Why should you not go to grad school? For one thing, if you do, you may unwittingly contribute to the destruction of all that is good in literature, according to Ron Rosenbaum, writing for Slate:

Recently I received an email from an editor at Bookforum who was asking a number of writers to contribute essays to a book to be called Should I Go to Grad School? …I had recently spoken to a grad school class on Shakespeare at NYU (led by my colleague, the gifted poet and memoirist Meghan O’Rourke) about my book The Shakespeare Wars. And if all grad school teachers of literature were like her, I would have no problem with the institution.

But I must admit I expressed some very “strong feelings” in that class.
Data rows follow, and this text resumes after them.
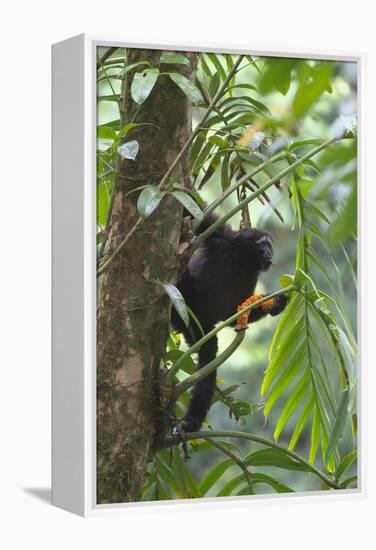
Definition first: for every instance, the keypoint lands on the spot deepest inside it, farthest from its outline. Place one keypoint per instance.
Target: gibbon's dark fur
(219, 277)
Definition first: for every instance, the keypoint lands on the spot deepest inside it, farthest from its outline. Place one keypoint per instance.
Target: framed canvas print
(206, 313)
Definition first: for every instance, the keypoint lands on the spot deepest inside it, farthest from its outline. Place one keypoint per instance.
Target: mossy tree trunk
(134, 313)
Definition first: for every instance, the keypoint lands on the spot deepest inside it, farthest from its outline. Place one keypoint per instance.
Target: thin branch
(176, 439)
(212, 105)
(197, 242)
(235, 186)
(216, 98)
(212, 366)
(105, 56)
(196, 346)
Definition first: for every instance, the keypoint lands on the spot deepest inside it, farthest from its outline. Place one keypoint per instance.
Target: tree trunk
(134, 312)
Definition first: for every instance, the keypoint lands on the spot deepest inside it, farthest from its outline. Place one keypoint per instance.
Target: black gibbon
(220, 277)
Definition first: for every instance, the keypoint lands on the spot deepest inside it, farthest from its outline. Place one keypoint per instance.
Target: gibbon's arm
(274, 306)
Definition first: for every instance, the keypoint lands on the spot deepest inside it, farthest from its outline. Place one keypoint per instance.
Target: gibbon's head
(258, 246)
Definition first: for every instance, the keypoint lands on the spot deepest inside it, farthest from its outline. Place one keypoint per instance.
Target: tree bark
(134, 313)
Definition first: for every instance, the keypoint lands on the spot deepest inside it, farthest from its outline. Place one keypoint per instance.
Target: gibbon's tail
(203, 391)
Specifically about the controversy stirred up by some academics who have arrogated to themselves spurious authority to discard parts of Hamlet. I had indeed emphatically warned the impressively bright students in the seminar against the kind of grad school-nurtured exegesis of Shakespeare most egregiously represented by James Shapiro in the section of his book, 1599, wherein he purports to read Shakespeare’s mind and discover that Shakespeare would have wanted to cut, trash, delete, and disappear Hamlet’s final soliloquy; one of the high points of the play and of Shakespeare’s entire oeuvre.
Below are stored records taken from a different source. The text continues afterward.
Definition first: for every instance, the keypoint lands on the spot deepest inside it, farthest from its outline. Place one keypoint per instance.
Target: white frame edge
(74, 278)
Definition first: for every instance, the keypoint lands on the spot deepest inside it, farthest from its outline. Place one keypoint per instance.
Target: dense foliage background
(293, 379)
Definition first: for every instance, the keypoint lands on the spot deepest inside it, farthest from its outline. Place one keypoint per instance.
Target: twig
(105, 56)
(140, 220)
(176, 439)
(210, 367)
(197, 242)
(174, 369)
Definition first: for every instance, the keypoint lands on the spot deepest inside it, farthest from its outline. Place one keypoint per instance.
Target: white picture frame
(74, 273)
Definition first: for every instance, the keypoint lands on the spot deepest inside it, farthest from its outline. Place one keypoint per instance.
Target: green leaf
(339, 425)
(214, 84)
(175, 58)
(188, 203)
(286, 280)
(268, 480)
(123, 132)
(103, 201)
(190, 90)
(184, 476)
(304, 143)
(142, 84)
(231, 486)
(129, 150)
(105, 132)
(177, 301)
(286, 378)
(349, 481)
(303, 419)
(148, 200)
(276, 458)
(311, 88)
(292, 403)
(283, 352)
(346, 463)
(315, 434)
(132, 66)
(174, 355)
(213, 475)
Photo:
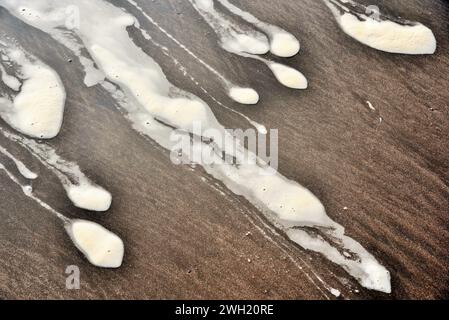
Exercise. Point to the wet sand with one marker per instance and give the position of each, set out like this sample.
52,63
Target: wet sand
382,174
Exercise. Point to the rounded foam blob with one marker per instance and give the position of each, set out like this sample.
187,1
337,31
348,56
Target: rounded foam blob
90,197
100,246
389,36
284,44
244,95
289,77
… As I suggest in my book, the mind-reading case Shapiro makes for the excision is no small matter. It’s emblematic of a whole academic mindset, of the sort of tin-eared arrogance that would consign to the dustbin on no good authority 35 eloquently tormented lines of self-reflection by one of the greatest characters in world literature—a character defined by his penchant for introspection and self-reflection—on the basis of a half-baked theory. In this case, the theory that Shakespeare decided he wanted to revise Hamlet to make Hamlet more of an action hero! Like Schwarzenegger in True Lies! Or maybe a Bruce Willis vehicle: Die Hard With a Vengeance: The Elsinore Conundrum.